If you did run and time them separately, the results would (probably) add up to more than the total time of the piped operation.
Right. I tried to run the separately and execution times were greater...
i would expect to see little/no cost to piping, since all it should be doing is setting the stdout file handle in the sending program to be the stdin file handle in the receiving program
If I run command: time gzip -fc1 file.tar | ssh armend@server "cat > /dev/null" -- it finishes in 15.9 seconds.
If I run two parts separately, as: time gzip -fc1 file.tar > new; time cat new | ssh armend@server "cat > /dev/null"....
My time of execution ~9 seconds to compress and 15.5 seconds to send.
Right. gzip and ssh run concurrently, so the time for the whole thing to complete is basically just the time it takes for the slower command (ssh, in your case).

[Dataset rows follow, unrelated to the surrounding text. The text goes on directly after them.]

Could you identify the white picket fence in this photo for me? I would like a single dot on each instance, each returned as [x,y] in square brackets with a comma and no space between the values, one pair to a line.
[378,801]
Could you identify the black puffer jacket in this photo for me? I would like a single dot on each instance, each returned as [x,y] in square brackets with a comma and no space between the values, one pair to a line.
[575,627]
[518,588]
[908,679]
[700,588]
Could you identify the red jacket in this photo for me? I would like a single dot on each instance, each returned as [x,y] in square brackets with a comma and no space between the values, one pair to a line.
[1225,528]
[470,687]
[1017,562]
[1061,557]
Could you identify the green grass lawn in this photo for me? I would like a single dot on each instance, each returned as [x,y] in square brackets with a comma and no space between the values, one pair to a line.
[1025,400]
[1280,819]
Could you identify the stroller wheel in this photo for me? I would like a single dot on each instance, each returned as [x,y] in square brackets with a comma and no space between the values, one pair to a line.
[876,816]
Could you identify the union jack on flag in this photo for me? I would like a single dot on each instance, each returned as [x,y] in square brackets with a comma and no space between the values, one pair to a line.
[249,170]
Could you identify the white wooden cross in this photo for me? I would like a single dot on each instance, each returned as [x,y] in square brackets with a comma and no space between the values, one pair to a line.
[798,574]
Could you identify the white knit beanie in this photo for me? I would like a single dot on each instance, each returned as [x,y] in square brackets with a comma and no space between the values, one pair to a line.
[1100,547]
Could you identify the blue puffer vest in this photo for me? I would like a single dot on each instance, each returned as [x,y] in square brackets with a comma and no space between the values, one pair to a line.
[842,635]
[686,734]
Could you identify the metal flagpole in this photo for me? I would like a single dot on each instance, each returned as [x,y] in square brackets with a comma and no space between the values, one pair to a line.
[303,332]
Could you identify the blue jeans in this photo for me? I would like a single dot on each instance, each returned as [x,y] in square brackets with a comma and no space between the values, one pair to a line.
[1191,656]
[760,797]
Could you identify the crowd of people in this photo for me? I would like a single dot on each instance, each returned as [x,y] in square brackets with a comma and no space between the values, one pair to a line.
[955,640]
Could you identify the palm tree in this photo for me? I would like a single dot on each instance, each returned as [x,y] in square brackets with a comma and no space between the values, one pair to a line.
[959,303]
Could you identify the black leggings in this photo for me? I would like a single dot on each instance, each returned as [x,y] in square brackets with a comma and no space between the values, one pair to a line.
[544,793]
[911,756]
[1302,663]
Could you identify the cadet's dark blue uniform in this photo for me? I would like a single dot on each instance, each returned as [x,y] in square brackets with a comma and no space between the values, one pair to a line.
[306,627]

Naively, you might say the "cost" of piping is at most 400 milliseconds (ignoring (1) the seek time of your hard drive when reading from a file, (2) the difference in the setup times of gzip and ssh (when ssh may be trying to read but blocks instead), and (3) any slowing effects caused by running two CPU-intensive processes concurrently).
However, I doubt your network speed is consistent enough to read much into the difference between 15.9 seconds and 15.5. If you're curious, run it a few dozen times and see how much it varies. I suspect you'll find this variation makes it impossible to measure any pipe overhead. Even ignoring that variable, the difference between times will still be dominated by the issues mentioned parenthetically in the previous paragraph.
I'm not really sure what you're looking for. What kind of measurement could be considered a "cost" of piping? Difference in setup time perhaps? You might measure that with a homebrew script and a carefully constructed command line, but what good would it do you?
tl;dr - your question is not well defined.